Ik waag het te betwijfelen of de ‘sluipweg’ via herregistratiescholing ook maar enigszins te vergelijken valt met de ‘hoofdweg’, waarbij men in een periode van vijf jaar 2080 uur als arts gewerkt moet hebben (en deze werkervaring telt louter mee als deze voldoet aan de eisen van het beoordelingskader arts).

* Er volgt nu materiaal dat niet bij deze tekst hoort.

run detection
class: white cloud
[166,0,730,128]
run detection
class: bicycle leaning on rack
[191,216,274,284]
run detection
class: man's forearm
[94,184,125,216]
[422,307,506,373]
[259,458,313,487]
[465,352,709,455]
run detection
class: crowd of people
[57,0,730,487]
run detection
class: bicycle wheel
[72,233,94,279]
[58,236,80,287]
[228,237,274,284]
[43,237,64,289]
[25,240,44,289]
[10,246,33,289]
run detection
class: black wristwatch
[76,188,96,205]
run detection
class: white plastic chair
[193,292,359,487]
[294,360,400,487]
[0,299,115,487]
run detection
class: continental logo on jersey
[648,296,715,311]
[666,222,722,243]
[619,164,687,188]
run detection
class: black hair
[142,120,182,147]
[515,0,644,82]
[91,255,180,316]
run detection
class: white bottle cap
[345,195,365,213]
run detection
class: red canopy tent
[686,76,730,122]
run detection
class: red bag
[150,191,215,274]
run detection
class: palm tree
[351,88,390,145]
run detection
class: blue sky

Hoe dan ook zou ik mij nooit en te nimmer medisch laten behandelen door een (basis)arts zonder werkervaring op medisch gebied die zijn/haar registratie heeft weten te behouden via deze ‘sluipweg’.

Elke specialist zal na verloop van tijd naar alle waarschijnlijkheid zijn/haar ervaring in het uitvoeren van medische (basis)handelingen buiten zijn/haar vakgebied verliezen. Het behoort tot de professionele verantwoordelijkheid van élke arts om te weten wat hij/zij wel of niet kan en mag doen en of hij/zij überhaupt nog op medisch gebied werkzaam mag zijn.

In dit kader had het eigenlijk niet nodig moeten zijn om één op de vijf artsen de registratie te ontnemen. De impact hiervan voor veel betrokkenen is onderschat.

Een kennis die meer dan dertig jaar als huisarts heeft gewerkt en nu plots niet meer als arts geregistreerd staat, vroeg een apotheker of hij in voorkomende gevallen toch voor hemzelf en zijn vrouw een recept mag uitschrijven. Officieel mag dit niet, maar de apotheker heeft hier geen enkele moeite mee.